HarborClient lets you run JavaScript before and after each HTTP request. Scripts run in an isolated sandbox and use the global hc object to read and modify the outgoing request, set variables, and assert on the response.

Request scripts

Scripts can be defined at two levels:

  • Collection — in collection settings, under Pre-request script and Post-request script. These run for every request in the collection.
  • Request — in the request editor, under the Pre and Post tabs. These run only for that saved request.

Both levels use the same hc API and the same JavaScript sandbox.

Execution order

When you send a request, scripts run in this order:

  1. Collection pre-request script
  2. Request pre-request script
  3. HTTP request is sent
  4. Collection post-request script
  5. Request post-request script

Empty scripts are skipped. Within each phase, variable values set by earlier scripts are available to later scripts and to {{variable}} substitution when the request is sent.

The hc object

All script APIs are exposed on the global hc object. The editor provides autocomplete for hc members; keep custom snippets aligned with the reference below.

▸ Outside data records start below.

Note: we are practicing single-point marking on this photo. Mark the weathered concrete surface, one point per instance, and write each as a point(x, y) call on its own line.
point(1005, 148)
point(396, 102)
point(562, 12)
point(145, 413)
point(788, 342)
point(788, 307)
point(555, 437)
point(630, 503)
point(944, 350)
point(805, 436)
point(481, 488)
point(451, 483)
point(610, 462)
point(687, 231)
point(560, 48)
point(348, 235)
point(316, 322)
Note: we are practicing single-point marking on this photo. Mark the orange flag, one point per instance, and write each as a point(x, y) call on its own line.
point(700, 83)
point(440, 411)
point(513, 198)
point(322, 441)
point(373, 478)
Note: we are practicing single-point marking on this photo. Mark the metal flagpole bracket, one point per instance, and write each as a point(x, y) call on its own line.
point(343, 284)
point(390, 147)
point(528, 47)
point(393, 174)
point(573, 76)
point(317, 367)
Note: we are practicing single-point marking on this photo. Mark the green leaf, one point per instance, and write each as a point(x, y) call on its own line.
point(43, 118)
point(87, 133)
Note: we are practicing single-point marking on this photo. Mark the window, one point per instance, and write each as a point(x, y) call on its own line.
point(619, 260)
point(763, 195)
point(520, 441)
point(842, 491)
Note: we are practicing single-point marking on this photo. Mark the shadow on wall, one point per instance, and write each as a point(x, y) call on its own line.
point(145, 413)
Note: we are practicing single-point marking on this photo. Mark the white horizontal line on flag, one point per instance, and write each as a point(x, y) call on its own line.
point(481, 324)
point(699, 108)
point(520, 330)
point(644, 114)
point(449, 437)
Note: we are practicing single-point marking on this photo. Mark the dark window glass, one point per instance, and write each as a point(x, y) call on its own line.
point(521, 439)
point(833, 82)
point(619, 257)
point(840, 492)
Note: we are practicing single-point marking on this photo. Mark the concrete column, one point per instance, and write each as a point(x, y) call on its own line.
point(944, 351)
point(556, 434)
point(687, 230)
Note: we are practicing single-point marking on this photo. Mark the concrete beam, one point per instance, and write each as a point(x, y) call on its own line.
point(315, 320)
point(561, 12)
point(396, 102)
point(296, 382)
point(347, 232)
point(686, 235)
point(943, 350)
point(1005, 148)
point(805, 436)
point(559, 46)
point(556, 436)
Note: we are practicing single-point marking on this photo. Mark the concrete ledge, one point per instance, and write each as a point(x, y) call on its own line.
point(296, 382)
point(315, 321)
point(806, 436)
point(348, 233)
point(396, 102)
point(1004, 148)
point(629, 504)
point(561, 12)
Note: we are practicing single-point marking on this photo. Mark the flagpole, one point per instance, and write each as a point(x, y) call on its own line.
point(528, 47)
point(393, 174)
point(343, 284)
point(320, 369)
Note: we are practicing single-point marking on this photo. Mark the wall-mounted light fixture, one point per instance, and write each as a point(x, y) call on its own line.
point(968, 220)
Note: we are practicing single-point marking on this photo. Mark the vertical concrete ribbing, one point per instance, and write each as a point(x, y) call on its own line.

Plugins use the same hc name with a broader API for UI contributions, storage, and HTTP hooks. Plugin APIs are not available inside collection or request scripts.

hc.request

Read and write the outgoing request. Available in both pre- and post-request scripts. Changes made in pre-request scripts affect the request that is sent; changes in post-request scripts do not re-send the request.

hc.request.method

Type: string (get/set)

HTTP method for the request (for example GET, POST).

javascript
hc.request.method = 'POST';

hc.request.url

Type: string (get/set)

Request URL. Setters coerce the value to a string.

javascript
hc.request.url = 'https://api.example.com/v1/users';

hc.request.body

Type: string (get/set)

Request body as text. Setters coerce the value to a string.

javascript
hc.request.body = JSON.stringify({ name: 'Ada' });

hc.request.headers

Header helpers for the request-level header list (not collection-level headers).

hc.request.headers.get(key)

Signature: (key: string) => string | undefined

Returns the value of the first enabled header whose name matches key case-insensitively. Returns undefined if no matching header exists.

javascript
var auth = hc.request.headers.get('Authorization');
hc.request.headers.upsert(key, value)

Signature: (key: string, value: string) => void

Updates the value of an existing enabled header with the same name (case-insensitive), or appends a new enabled header if none exists.

javascript
hc.request.headers.upsert('Authorization', 'Bearer ' + hc.variables.get('token'));
hc.request.headers.toObject()

Signature: () => Record<string, string>

Returns a plain object of all enabled headers with non-empty keys. Header names are preserved as stored; duplicate keys are not merged in the object (last wins depends on iteration order).

javascript
var headers = hc.request.headers.toObject();
console.log(headers['Content-Type']);

hc.variables

Get and set variables for the current send. Collection variables are loaded at the start of the send; values set with hc.variables.set are ephemeral and apply only to the current send (they are not persisted to the collection).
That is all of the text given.